The best approach is to firstly find out what other agencies and freelancers charge, which means carrying out a bit of a ‘mystery shopper’ exercise. Call various freelancers and agencies (or ask friends to help you if you feel the need to remain anonymous) and ask what their hourly rate is and then maybe ask for a typical price for a specific project. For example, a four page A4 brochure.
The key thing with any pricing structure is that you must be able to live on your income. So work backwards. Decide how much you need to make per month (after putting at least 30% of all income aside for tax) and then work out what your hourly rate for billable work must ideally be. Remembering of course that not all your hours in a week will be chargeable as you will need time for admin, marketing, attending meetings and so on.
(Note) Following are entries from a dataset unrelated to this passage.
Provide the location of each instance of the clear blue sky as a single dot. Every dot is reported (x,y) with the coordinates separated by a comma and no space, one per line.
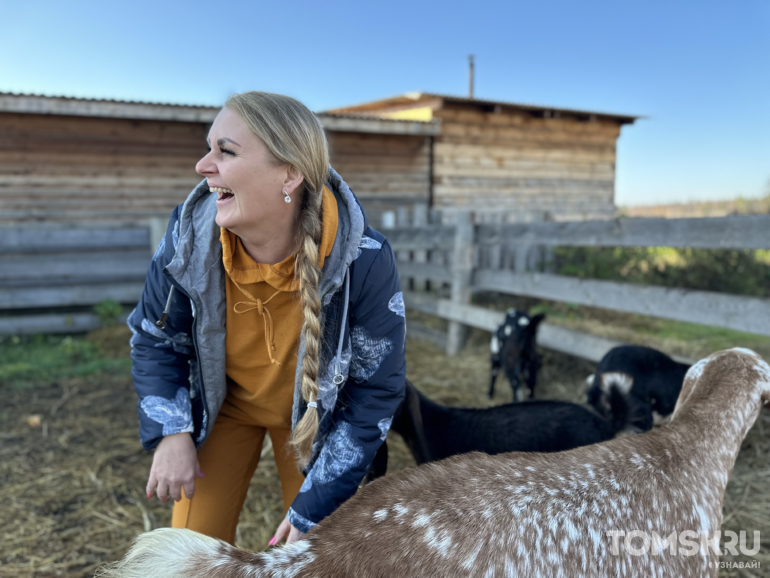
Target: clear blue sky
(699,69)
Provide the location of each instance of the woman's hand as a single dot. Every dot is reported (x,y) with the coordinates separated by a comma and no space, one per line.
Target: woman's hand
(286,527)
(174,466)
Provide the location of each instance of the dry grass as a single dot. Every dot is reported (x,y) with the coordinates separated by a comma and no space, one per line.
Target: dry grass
(73,486)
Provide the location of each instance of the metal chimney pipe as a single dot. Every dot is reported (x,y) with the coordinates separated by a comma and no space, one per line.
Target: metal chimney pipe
(470,79)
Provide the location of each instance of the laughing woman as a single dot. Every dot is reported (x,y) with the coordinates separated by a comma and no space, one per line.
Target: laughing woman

Once you have all of this information you can then make sure that you pitch your pricing correctly, but remember to take into consideration the following:
Level of experience
A junior designer, or one that has just left university, is of course not going to be able to command the same rates as one that has been working for 30 years and has an impressive portfolio of blue chip client projects. It is really just a case of being sensible and knowing what you are worth. It’s also true that some clients will pay more than others. As soon as you start talking to a prospect, you’ll instantly get a feel for whether they are expecting the ceiling of the Sistine Chapel for a fiver, or have a marketing budget to throw around! Remember to be cautious if you include any prices on your website or in a brochure, as once the prices are set then you must abide by them, or you could get a bad reputation.
Charge more for higher value services
The next thing to consider is that you might not want to charge the same rate for all your services. For example, many agencies charge one hourly rate for creative/conceptual design, but a lower rate for artwork. As a guide, anything between £50 to £90 per hour seems to be around the right figure, maybe with design at around £80 and artwork at around £65, but these are of course just rough ideas based on our own information. Rates may also vary depending on where you are in the country. For example, a freelancer in London will undoubtedly charge more than one in rural Wiltshire.
Consider different rates for end clients vs agencies
Another thing to consider is whether you charge different rates depending on the type of client. For example, you may be able to charge a company’s marketing department £85 per hour as you are billing them directly, but an agency will need to mark up your rates and charge them on to the client, so they will expect a lower fee. The payback of this is of course that with an agency client you are not just getting one customer, you are in effect getting potential business from all of their customers with no marketing effort or ‘cost of sale’ to you once the relationship is established. So it’s only reasonable that you might need to charge a lower rate.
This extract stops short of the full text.